Senior author Dr. Yves-Alexandre de Montjoye, a researcher at Imperial’s Department of Computing, and Data Science Institute, characterized such attributes as “pretty standard information for companies to ask for.”
Even the hypothetical illustrated by the researchers in the study isn’t a distant fiction. In June of this year, a patient at the University of Chicago Medical Center filed a class-action lawsuit against both the private research university and Google for the former sharing his data with the latter without his consent. The medical center allegedly de-identified the dataset, but still gave Google records with the patient’s height, weight, vital signs, information on diseases they have, medical procedures they’ve undergone, medications they are on, and date stamps. The complaint pointed out that aside from the breach of privacy in sharing intimate data without a patient’s consent, that even if it was in some way anonymized, the tools available to a powerful tech corporation make it pretty easy for them to reverse engineer that information and identify a patient.

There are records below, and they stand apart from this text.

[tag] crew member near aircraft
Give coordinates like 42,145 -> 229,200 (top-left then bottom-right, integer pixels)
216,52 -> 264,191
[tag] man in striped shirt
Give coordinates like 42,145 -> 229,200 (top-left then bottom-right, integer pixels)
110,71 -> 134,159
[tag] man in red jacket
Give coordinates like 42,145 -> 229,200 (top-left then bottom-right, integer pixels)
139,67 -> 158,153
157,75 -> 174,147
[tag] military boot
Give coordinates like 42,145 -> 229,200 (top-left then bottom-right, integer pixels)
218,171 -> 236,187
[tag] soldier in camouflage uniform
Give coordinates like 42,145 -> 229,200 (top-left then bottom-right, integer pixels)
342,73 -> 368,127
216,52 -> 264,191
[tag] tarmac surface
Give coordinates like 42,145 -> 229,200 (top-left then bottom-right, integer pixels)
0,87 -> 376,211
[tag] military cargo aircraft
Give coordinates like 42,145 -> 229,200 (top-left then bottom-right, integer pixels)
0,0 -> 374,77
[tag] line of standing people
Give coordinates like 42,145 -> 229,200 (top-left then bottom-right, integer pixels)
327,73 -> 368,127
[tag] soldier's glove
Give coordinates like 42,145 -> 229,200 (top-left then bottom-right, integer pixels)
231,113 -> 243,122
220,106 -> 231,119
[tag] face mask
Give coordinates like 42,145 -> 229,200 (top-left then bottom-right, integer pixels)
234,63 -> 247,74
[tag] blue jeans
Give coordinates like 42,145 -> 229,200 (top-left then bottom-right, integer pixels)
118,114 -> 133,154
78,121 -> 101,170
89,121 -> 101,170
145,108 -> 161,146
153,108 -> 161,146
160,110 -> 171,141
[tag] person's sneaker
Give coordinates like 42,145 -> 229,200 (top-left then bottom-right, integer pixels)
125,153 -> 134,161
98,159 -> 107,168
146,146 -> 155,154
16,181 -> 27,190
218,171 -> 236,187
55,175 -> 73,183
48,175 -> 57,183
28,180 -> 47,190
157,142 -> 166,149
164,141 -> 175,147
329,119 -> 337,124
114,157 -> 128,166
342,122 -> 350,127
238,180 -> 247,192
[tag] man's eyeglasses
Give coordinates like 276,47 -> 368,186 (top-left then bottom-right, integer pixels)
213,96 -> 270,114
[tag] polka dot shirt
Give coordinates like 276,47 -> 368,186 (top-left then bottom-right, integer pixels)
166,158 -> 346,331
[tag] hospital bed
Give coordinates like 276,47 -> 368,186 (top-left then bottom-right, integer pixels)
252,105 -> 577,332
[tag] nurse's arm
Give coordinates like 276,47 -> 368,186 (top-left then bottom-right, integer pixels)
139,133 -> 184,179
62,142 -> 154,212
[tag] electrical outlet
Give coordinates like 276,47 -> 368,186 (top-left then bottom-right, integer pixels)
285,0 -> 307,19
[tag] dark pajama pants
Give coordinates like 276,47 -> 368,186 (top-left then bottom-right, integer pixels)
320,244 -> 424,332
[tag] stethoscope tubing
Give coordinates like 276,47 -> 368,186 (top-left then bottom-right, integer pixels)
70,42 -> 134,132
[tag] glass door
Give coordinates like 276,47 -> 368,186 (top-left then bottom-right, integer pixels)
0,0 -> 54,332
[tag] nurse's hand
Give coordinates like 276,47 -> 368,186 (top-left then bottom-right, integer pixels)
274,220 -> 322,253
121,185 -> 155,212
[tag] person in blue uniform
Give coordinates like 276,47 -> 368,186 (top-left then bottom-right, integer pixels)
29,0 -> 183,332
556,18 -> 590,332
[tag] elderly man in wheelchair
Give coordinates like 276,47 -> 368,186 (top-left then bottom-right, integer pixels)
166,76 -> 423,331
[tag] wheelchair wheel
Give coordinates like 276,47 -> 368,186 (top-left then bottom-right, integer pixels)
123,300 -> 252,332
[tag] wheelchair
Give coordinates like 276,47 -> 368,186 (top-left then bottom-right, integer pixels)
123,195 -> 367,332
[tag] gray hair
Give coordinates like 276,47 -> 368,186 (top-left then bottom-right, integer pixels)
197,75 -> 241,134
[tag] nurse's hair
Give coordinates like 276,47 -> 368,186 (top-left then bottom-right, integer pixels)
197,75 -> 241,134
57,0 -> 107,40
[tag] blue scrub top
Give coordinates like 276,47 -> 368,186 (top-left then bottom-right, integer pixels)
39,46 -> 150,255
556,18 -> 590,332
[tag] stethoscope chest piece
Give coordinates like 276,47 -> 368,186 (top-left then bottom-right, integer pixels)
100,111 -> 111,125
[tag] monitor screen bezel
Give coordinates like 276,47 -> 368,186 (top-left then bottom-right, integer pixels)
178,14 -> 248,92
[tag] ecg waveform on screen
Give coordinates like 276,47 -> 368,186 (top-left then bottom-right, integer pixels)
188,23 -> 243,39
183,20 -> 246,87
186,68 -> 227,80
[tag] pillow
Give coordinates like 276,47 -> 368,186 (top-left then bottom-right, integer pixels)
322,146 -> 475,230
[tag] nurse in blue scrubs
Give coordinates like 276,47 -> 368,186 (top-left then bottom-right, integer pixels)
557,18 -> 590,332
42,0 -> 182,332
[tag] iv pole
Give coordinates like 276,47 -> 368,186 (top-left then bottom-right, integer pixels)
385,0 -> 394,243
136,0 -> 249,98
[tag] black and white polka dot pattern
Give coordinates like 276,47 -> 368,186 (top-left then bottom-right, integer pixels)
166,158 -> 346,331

“Companies and governments have downplayed the risk of re-identication by arguing that the datasets they sell are always incomplete,” de Montjoye said in a statement. “Our findings contradict this and demonstrate that an attacker could easily and accurately estimate the likelihood that the record they found belongs to the person they are looking for.”
The researchers put the onus on policymakers to create better standards for anonymization techniques in order to ensure that the sharing of datasets doesn’t continue to be a potentially far-reaching invasion of privacy. Some of the most powerful and exploitative companies in the world are obtaining datasets that provide enough information to confidently identify someone included—the consequences for either those companies or malicious actors to piece together a puzzle and create a fully-formed picture of someone given just a handful of identifying characteristics are insidious, and the researchers ability to identify such a large amount of deidentified users with only 15 attributes indicates that we need to reevaluate what constitutes an ethical anonymized dataset.
“The goal of anonymization is so we can use data to benefit society,” de Montjoye said. “This is extremely important but should not and does not have to happen at the expense of people’s privacy.”